In this publication, we provide an overview of how pyGrams, a natural language processing tool developed by the Data Science Campus, can be used to extract emerging terminology from large documents. We apply this approach to patent documents and perform experiments to identify emerging and declining terminologies and technologies.
The adoption of a digital life by individuals, organisations and government departments means that more and more digital data are captured every day. Nearly all these data will have associated metadata, including a time stamp, which gives users a digital diary of activity.
Although the history of patents extends back to Ancient Greece, the introduction of the computer means that the various patent offices around the world hold digital copies of patent documents in the order of millions (for example, the US Patent and Trademark Office (USPTO) has patent records from 1976). These electronically stored patents provide a fantastic timeline of innovation around the world.
Analysing datasets such as patents can provide invaluable insights. Early identification of emerging technologies can inform decisions by policymakers or other decision-makers prior to large-scale take-up of technologies, components or their adoption into manufacturing processes. This early identification can allow organisations and individuals to allocate suitable resources to address future technological trends and requirements more efficiently.
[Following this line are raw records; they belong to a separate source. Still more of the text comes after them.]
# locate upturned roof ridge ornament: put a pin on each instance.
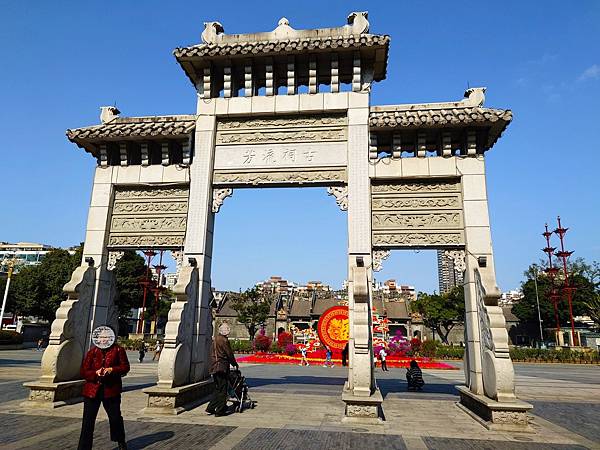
(474, 96)
(108, 113)
(211, 32)
(357, 23)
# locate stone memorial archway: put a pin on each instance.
(409, 176)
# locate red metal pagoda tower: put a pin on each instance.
(567, 287)
(552, 272)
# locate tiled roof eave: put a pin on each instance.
(145, 128)
(497, 120)
(285, 45)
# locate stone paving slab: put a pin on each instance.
(272, 439)
(583, 419)
(436, 443)
(294, 401)
(14, 428)
(140, 435)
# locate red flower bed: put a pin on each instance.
(318, 357)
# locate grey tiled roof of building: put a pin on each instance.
(434, 116)
(122, 128)
(283, 46)
(300, 308)
(396, 310)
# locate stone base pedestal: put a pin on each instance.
(503, 416)
(53, 395)
(177, 400)
(363, 409)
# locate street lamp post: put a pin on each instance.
(11, 265)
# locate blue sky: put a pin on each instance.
(62, 60)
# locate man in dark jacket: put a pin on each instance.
(221, 358)
(102, 369)
(414, 376)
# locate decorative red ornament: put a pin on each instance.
(334, 327)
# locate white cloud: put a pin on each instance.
(591, 73)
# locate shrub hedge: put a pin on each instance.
(8, 337)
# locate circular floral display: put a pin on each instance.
(334, 327)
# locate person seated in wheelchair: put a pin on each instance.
(414, 377)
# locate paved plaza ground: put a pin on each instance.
(301, 407)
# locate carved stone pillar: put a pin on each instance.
(183, 376)
(176, 389)
(60, 383)
(341, 196)
(489, 392)
(363, 399)
(219, 196)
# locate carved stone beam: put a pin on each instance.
(335, 78)
(165, 153)
(186, 150)
(144, 153)
(123, 153)
(378, 257)
(113, 257)
(178, 257)
(103, 156)
(205, 83)
(373, 151)
(341, 196)
(396, 145)
(421, 145)
(219, 196)
(446, 144)
(269, 81)
(313, 86)
(291, 76)
(248, 82)
(471, 143)
(227, 80)
(458, 259)
(356, 75)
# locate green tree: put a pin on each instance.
(128, 271)
(441, 312)
(585, 290)
(37, 290)
(252, 309)
(593, 309)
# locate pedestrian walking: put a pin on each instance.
(221, 358)
(142, 352)
(328, 362)
(102, 369)
(157, 350)
(382, 357)
(345, 354)
(304, 360)
(414, 376)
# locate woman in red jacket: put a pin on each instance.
(102, 369)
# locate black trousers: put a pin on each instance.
(218, 404)
(112, 406)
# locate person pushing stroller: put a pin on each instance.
(221, 358)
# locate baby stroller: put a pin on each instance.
(237, 391)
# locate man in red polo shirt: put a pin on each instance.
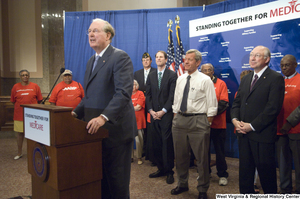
(218, 126)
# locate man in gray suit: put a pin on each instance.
(254, 114)
(108, 84)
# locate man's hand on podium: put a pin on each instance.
(95, 123)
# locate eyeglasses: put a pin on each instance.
(255, 55)
(206, 70)
(94, 31)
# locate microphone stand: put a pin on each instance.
(61, 71)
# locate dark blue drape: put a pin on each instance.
(139, 31)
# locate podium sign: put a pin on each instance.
(65, 162)
(36, 125)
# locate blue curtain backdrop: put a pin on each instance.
(139, 31)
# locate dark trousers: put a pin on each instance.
(116, 171)
(162, 145)
(262, 156)
(288, 149)
(218, 136)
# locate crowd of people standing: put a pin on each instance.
(184, 114)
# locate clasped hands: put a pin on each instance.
(241, 127)
(157, 115)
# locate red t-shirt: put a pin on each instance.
(290, 103)
(139, 98)
(219, 121)
(68, 95)
(29, 94)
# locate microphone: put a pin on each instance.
(61, 71)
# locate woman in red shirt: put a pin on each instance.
(138, 101)
(25, 92)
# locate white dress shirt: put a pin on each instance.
(202, 96)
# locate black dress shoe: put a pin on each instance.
(156, 174)
(202, 195)
(170, 179)
(179, 190)
(152, 164)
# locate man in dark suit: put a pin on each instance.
(141, 75)
(254, 114)
(108, 84)
(159, 99)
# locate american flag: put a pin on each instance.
(170, 52)
(179, 59)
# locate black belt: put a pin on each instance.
(190, 114)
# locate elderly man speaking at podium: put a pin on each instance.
(108, 84)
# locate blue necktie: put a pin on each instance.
(183, 106)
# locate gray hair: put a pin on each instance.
(210, 65)
(198, 56)
(107, 27)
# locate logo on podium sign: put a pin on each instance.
(40, 162)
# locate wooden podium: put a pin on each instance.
(68, 165)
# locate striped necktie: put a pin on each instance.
(95, 63)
Cheap access to unmanned aerial vehicles (UAVs), such as drones, to the general public for example, meant the UK Civil Aviation Authority (CAA) had to create a new set of guidance and regulations for users.
However, finding a signal in the noise is challenging. PyGrams aims to tackle this issue, allowing users to extract, visualise and identify emerging terms within large document collections such as, but not restricted to, patents. This project is ongoing, and new updates will be published here when available.
Our work here has been developed alongside domain experts at the Intellectual Property Office (IPO).
We provide an overview of pyGrams and how it can be used to extract emerging terminology from documents. We also explore how a time series approach can be used to nowcast term usage.
We discuss two methods of analysing the time series of keywords gained from patent documents. We perform a number of experiments to show how these methods can be used to identify emerging and declining terminologies and technologies.